The strains of M. pulcherrima show strong biocontrol activity against various microorganisms. Its value to the wine industry lies in its antagonistic behaviour to other, undesirable yeast species involved in winemaking. In a 2014 study 7 strains of M. pulcherrima were examined for their activity against a large range of yeast strains including Pichia, Candida, Hanseniaspora, Kluyveromyces, Saccharomycodes, Torulaspora, Brettanomyces and Saccharomyces genera. A variety of inter-generic and intra-generic interactions were observed. One of the notable results was its lack of antimicrobial activity on the growth of Saccharomyces cerevisiae, while showing considerable antimicrobial activity on a range of spoilage yeasts, such as Brettanomyces/Dekkera, Hanseniaspora and Pichia genera. Fermentation experiments confirmed the antimicrobial activity of M. pulcherrima on non-Saccharomyces cultures. The antimicrobial activity observed is due to its iron immobilizing pigment pulcherrimin and pulcherriminic acid which sequester any iron in the medium, an element vital for the growth of other yeasts. The strain M. pulcherrima UMY15 has proved a very effective biocontrol agent against Penicillium roqueforti, Penicillium italicum, Penicillium expansum, and Aspergillus oryzae, but less effective on Fusarium sp. and Aspergillus niger. The UMY15 strain also proved very effective against postharvest pathogens.
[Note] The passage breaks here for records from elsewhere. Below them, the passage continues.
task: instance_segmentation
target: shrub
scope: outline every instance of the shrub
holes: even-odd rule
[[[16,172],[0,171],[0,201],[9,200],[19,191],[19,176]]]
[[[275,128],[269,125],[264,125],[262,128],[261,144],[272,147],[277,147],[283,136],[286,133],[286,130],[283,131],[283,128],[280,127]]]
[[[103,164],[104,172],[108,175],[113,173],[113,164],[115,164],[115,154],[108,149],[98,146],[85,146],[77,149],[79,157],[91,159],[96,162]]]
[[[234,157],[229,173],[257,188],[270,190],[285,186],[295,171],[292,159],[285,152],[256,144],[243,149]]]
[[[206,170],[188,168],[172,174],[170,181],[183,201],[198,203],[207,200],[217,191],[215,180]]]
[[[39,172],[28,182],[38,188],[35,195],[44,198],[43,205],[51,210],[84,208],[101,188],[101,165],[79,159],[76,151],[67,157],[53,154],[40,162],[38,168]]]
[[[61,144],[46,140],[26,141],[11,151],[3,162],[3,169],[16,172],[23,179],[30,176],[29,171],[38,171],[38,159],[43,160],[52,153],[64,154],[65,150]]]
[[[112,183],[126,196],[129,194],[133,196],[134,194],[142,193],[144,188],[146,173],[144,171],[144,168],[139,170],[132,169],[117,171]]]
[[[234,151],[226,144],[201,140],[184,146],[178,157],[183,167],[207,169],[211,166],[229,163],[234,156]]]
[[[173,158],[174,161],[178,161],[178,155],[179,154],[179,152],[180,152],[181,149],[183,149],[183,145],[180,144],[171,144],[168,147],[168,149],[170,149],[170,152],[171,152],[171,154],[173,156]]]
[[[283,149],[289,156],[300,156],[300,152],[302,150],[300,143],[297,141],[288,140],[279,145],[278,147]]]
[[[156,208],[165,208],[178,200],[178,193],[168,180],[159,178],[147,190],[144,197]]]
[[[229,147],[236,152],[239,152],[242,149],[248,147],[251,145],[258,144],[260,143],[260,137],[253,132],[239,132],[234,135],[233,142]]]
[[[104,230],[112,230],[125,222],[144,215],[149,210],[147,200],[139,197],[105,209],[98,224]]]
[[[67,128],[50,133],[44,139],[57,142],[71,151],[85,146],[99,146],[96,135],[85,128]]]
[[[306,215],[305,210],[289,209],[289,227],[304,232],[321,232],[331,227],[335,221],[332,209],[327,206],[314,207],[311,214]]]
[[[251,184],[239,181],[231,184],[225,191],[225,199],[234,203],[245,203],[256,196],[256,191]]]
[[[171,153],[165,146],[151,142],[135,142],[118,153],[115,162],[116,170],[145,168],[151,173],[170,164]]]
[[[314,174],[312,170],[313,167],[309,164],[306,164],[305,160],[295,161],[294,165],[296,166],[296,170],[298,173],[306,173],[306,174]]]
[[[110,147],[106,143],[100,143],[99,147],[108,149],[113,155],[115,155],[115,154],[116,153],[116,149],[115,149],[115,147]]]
For some time the wine sector has been seeking ways of producing wines with a low alcohol content. An obvious approach would be using wine yeast strains which are inefficient at converting grape sugars into ethanol, but in practice it was found that commercial wine yeasts all have much the same ethanol yields. Research on yeast population dynamics show that the use of M. pulcherrima in sequential inoculation with Saccharomyces uvarum during fermentation can produce Shirazi wine and Chardonnays of reduced alcohol content. The same regime has been tried in the brewing of beer and the result found to be potable with a novel aroma and flavour.. It is worth noting the significant synergy observed in the ternary co-inoculation of Lt + Mp yeasts for lactic acid production, resulting in 3.27 ± 1.04 g/L of lactic acid and a pH reduction of 0.33 ± 0.07 from an initial pH of 3.84, this high acidity also caused the tasters to perceive a lower tone in this wine, which resulted in a lower evolution of the wine.

==Palm oil substitute==
Palm oil is an edible vegetable oil extracted from the fruit of oil palms, mainly from Elaeis guineensis, some 60m tonnes of oil being produced annually. It has low production costs, a high melting point, is rich in saturated fats, and is widely used in the food and cosmetics industries. The high demand for palm oil has led to the establishing of vast palm plantations in South East Asia, causing deforestation and habitat erosion over large areas, water pollution, and increased greenhouse gas emissions over the affected region.

The Bath team aim to develop a substitute for palm oil using Metschnikowia pulcherrima by growing it on an industrial scale using the lignocellulose in agricultural and food waste as a source of polysaccharides. It is known that some species of oleaginous yeast when grown on sugars may convert between 20-80% of their biomass to oil. Although M. pulcherrima was not previously considered oleaginous, low temperatures in conjunction with restricted nutrients will prevent sporulation and lead to high concentrations of oil with properties close to those of palm oil. Furthermore the oil has potential as a biofuel in aviation and road transport.